Uğradığınız son taciz hakkında neler söyleyebilirsiniz? Filodaki son durum ne? Şu anda hangi noktadasınız?
“Gazze'ye 100 mil uzaklıktayız. Şu an 46 tekneyle halindeyiz. Dün gece İsrail askeri gemileri ve dronlar tarafından taciz edildik. Bazı öncü gemilerimize çok yaklaştılar. Frekanslarla müdahale edip internet bağlantımızı kestiler; birkaç saat boyunca haberleşemedik. Bunun dışında doğrudan bir baskın yapılmadı ama geminin etrafında dolaştılar, taciz ettiler; birkaç saat sonra geri döndüler.”

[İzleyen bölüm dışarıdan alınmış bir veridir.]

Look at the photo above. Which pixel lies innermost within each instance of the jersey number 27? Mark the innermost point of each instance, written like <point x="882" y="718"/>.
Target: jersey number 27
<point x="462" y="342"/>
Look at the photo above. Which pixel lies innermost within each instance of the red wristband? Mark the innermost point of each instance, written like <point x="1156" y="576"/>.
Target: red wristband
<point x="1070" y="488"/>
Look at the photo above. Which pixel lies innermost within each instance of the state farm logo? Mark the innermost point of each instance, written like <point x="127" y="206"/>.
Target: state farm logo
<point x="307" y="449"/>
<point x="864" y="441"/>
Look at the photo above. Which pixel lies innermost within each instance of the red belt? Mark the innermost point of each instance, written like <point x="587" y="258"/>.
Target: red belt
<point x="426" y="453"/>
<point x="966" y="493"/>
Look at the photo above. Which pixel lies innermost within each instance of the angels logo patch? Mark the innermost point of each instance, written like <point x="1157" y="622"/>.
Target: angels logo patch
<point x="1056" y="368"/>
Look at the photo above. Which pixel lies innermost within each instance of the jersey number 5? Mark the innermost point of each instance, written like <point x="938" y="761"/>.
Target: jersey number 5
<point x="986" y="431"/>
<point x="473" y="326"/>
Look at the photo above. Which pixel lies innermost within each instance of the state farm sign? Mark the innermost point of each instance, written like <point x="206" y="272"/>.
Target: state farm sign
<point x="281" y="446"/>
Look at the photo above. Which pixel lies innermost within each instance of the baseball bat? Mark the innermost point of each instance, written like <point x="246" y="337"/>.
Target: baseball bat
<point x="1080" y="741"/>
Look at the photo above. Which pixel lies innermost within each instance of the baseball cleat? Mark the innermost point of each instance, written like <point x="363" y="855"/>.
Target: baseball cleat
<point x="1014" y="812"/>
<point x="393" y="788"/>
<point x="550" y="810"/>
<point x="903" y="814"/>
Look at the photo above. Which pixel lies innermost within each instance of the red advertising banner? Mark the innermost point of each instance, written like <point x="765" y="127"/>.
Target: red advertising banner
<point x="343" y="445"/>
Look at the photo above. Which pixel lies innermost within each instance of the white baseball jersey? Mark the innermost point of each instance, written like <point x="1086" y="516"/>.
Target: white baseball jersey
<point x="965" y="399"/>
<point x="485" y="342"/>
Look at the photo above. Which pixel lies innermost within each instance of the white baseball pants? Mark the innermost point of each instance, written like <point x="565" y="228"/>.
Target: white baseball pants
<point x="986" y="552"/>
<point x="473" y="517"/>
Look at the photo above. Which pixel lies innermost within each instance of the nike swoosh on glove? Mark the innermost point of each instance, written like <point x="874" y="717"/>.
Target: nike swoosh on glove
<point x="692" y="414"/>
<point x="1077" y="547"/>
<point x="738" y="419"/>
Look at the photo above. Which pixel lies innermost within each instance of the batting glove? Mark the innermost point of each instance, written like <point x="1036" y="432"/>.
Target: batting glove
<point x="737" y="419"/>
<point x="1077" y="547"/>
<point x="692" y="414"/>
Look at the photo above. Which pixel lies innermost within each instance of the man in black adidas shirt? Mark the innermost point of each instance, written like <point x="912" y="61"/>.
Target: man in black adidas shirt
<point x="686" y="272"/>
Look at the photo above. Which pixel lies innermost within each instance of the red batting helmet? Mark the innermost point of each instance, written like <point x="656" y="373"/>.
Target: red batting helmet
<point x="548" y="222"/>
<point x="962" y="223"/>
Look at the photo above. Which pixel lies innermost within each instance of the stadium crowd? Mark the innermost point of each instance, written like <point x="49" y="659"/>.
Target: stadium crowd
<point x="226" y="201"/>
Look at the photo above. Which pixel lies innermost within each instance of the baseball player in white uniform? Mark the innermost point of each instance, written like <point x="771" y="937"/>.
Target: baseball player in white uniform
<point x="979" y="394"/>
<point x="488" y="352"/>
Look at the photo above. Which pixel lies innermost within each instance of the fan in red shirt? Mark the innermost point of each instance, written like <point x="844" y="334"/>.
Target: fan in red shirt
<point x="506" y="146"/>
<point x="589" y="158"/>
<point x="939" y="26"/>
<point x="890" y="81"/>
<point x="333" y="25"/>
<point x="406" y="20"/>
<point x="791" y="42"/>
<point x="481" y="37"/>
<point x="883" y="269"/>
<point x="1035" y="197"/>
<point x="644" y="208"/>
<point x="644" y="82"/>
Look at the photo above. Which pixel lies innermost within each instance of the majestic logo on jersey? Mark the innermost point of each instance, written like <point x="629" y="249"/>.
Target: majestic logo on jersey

Bu tür tacizlere karşı filonun bir B planı var mı? Ne yapmayı düşünüyorsunuz?
“B planımız açık: onlar bizi engelleyene kadar rotamızdan sapmayacağız. Kararlılığımız net. Gerekirse farklı iletişim yöntemleriyle bağlantıyı sürdürüp, uluslararası gözlem ve diplomatik koruma çağrılarımızı daha güçlü duyuracağız. Sivil gemiler olduğumuzun ve insani amaçla yola çıktığımızın altını sürekli çiziyoruz.”

Mavi Marmara benzeri bir askeri müdahale riskini azaltmak için İsrail yönetimiyle doğrudan iletişim kurma girişiminde bulundunuz mu?

Bu riskin farkındayız. Hem uluslararası Arama-Kurtarma protokolleri hem de deniz hukuku bağlamında yetkililerimize, Mavi Marmara trajedisinden dersler çıkarılması gerektiğini sürekli hatırlatıyoruz. Diplomatik kanalları arıyoruz; ama bu süreçte bizim de denizde alacağımız tedbirler hazır.”

İsrail filoya müdahale ederse teknedeki aktivistler ne yapacak? Bu konuda eğitim aldınız mı?
“Evet, eğitim aldık. Hem güvenli davranış hem de olası alıkonulma durumlarına ilişkin hukuki ve pratik prosedürlerle ilgili hazırlıklarımız var. Olası alıkoyma durumunda hukuki takip için uluslararası avukat ağımız hazır; belgelerimiz, kimlik bilgilerimiz ve olay anına dair video kayıt mekanizmalarımız var. Dünyanın desteğini alabilmek için olayın tüm görsel ve yazılı kanıtlarını anında paylaşacak altyapıyı kurduk.”

Şu an bütün dünya size destek veriyor. Bu süreci aktivistler olarak nasıl yorumluyorsunuz?
“Destek inanılmaz. Teknik ve manevi destek geliyor; birçok ülke, sivil toplum ve aktivist ağlarından dayanışma mesajları alıyoruz. Bu dayanışma, yalnızca moral kaynağı değil; aynı zamanda diplomatik baskı ve hukuki sürecin işlemesi için de kritik önemde. Ama nihayetinde denizde karar veren biziz; çağrılar gelince de, gemilerimizdeki insanların güvenliği en önde geliyor.”Onlar bizi engelleyene dek devam edeceğiz. Bu bir protesto değil, bir insanlık çağrısı. Sesimizi duyurma; orada açlık, yokluk içinde hayatını sürdüren insanlara gıda ve ilaç ulaştırma meselesi. Bunu yapmak için geldik.”